6.6 Considerations in Video Environments

Audio and video/film have traditionally required synchronization for the purposes of achieving lip sync. Film and video are both discrete in that they have frames , and when audio was analog synchronizing to sufficient accuracy for lip sync caused no difficulty. Now that audio is also digital, it too is made up of discrete information and more accurate synchronizing with video becomes necessary. In environments where digital audio is used with video signals it is important for the audio sampling rate to be locked to the same master clock as the video reference. The same applies to timecode signals which may be used with digital audio and video equipment. A number of proposals exist for incorporating timecode within the standard two-channel interface, each of which has different merits, and these will be discussed below.

6.6.1 Relationships between Video Frame Rates and Audio Sampling Rates

People using the PAL or SECAM television systems are fortunate in that there is a simple integer relationship between the sampling frequency of 48 kHz used in digital audio systems for TV and the video frame rate of 25 Hz (there are 1920 samples per frame). There is also a simple relationship between the other standard sampling frequencies of 44.1 and 32 kHz and the PAL/SECAM frame rate, as was shown in Table 4.2. Users of NTSC TV systems (such as the USA and Japan) are less fortunate because the TV frame rate is 30/1.001 ( roughly 29.97) frames per second, resulting in a non-integer relationship with standard audio sampling frequencies. The sampling frequency of 44.056 kHz was introduced in early digital audio recording systems that used NTSC VTRs, as this resulted in an integer relationship with the frame rate.

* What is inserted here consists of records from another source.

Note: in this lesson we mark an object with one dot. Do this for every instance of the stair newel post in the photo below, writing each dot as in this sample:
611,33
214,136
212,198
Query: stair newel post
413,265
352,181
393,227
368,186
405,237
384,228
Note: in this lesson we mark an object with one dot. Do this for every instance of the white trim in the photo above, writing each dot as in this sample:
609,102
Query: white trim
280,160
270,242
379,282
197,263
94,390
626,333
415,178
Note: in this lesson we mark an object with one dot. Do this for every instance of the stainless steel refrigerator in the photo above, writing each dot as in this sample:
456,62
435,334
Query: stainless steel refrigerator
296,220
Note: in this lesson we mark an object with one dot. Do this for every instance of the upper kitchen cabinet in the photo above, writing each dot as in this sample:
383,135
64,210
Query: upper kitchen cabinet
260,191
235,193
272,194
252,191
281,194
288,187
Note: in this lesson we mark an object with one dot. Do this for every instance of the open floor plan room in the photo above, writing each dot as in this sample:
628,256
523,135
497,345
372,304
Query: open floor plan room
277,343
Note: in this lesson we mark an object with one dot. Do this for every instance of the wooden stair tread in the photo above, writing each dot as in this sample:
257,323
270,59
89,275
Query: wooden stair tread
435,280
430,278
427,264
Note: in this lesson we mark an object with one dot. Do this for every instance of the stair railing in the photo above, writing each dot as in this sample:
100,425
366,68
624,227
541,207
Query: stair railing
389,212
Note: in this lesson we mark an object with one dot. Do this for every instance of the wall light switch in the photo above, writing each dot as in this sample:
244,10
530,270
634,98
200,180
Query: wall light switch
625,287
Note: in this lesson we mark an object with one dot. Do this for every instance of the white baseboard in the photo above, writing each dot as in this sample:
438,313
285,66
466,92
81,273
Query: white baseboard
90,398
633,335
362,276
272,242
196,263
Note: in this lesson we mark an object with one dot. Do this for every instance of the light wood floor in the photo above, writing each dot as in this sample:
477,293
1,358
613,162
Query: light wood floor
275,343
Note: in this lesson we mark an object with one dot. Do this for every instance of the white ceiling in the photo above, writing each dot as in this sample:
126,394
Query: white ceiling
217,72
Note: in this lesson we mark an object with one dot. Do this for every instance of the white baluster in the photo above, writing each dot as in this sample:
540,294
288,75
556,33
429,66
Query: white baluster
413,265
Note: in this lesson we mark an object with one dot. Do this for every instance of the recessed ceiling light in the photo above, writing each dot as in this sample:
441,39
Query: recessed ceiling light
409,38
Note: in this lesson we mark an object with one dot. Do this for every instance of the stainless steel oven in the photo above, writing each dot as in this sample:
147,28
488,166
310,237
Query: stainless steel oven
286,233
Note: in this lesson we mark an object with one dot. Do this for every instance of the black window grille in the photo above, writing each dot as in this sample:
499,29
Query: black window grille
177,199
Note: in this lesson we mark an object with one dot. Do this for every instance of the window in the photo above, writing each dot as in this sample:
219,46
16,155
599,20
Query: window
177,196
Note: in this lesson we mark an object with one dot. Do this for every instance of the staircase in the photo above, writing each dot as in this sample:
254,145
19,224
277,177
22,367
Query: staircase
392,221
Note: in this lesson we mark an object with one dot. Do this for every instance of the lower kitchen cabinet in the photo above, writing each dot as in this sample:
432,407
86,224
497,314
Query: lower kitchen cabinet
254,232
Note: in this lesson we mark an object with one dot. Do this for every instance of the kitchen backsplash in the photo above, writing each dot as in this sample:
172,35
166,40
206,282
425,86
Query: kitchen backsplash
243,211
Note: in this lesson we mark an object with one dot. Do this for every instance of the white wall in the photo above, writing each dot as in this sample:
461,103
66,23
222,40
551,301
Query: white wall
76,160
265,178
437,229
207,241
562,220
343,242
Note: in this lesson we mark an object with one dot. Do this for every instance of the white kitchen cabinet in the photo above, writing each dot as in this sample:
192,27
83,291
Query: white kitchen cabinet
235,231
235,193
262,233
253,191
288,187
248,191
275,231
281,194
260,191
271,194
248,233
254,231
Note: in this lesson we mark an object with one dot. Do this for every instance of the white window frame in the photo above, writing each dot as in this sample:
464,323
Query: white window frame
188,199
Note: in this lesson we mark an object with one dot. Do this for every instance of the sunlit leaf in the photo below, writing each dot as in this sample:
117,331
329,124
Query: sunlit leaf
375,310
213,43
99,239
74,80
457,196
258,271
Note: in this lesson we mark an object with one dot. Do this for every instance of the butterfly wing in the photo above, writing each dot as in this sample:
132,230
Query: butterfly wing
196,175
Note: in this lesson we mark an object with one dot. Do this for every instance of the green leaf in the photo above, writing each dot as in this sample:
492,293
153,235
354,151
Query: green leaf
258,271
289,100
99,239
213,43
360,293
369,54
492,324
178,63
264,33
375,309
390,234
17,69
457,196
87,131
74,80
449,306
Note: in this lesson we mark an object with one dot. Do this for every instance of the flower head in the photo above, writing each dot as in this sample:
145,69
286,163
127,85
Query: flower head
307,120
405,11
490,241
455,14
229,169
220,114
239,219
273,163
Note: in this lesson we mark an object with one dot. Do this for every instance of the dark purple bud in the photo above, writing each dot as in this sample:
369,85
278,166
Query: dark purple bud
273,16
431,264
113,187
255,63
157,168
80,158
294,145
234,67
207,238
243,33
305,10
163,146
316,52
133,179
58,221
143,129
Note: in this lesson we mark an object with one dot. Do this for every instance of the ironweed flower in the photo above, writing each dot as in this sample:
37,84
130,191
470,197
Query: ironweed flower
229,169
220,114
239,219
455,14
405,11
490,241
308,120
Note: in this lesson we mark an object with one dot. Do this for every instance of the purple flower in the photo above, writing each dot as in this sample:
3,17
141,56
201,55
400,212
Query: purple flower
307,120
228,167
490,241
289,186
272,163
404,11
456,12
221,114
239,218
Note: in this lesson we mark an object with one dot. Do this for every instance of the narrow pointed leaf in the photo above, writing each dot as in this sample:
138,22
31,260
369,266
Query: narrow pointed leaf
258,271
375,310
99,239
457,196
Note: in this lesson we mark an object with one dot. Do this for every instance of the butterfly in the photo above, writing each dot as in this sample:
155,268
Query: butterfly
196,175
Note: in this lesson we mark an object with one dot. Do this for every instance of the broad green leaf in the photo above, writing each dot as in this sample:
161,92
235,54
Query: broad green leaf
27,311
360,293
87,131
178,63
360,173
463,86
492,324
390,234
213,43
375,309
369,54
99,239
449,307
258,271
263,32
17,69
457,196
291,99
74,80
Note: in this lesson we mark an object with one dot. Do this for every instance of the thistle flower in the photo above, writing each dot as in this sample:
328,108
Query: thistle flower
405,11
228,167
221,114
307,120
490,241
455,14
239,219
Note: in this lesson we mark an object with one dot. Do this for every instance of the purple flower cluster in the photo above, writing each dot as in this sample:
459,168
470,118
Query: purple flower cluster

For a variety of historical reasons it is still quite common to encounter so-called 'pull-down' sampling frequencies in video environments using the NTSC frame rate, these being 1/1.001 times the standard sampling frequencies, which mainly serves to complicate matters.

The standard two-channel interface's channel status block structure repeats at 192 sample intervals, and in 48 kHz systems there are exactly ten audio interface frames per PAL/SECAM video frame, simplifying the synchronization of information contained in channel status with junctures in the TV signal and making possible the carrying of EBU timecode signals in channel status as described below.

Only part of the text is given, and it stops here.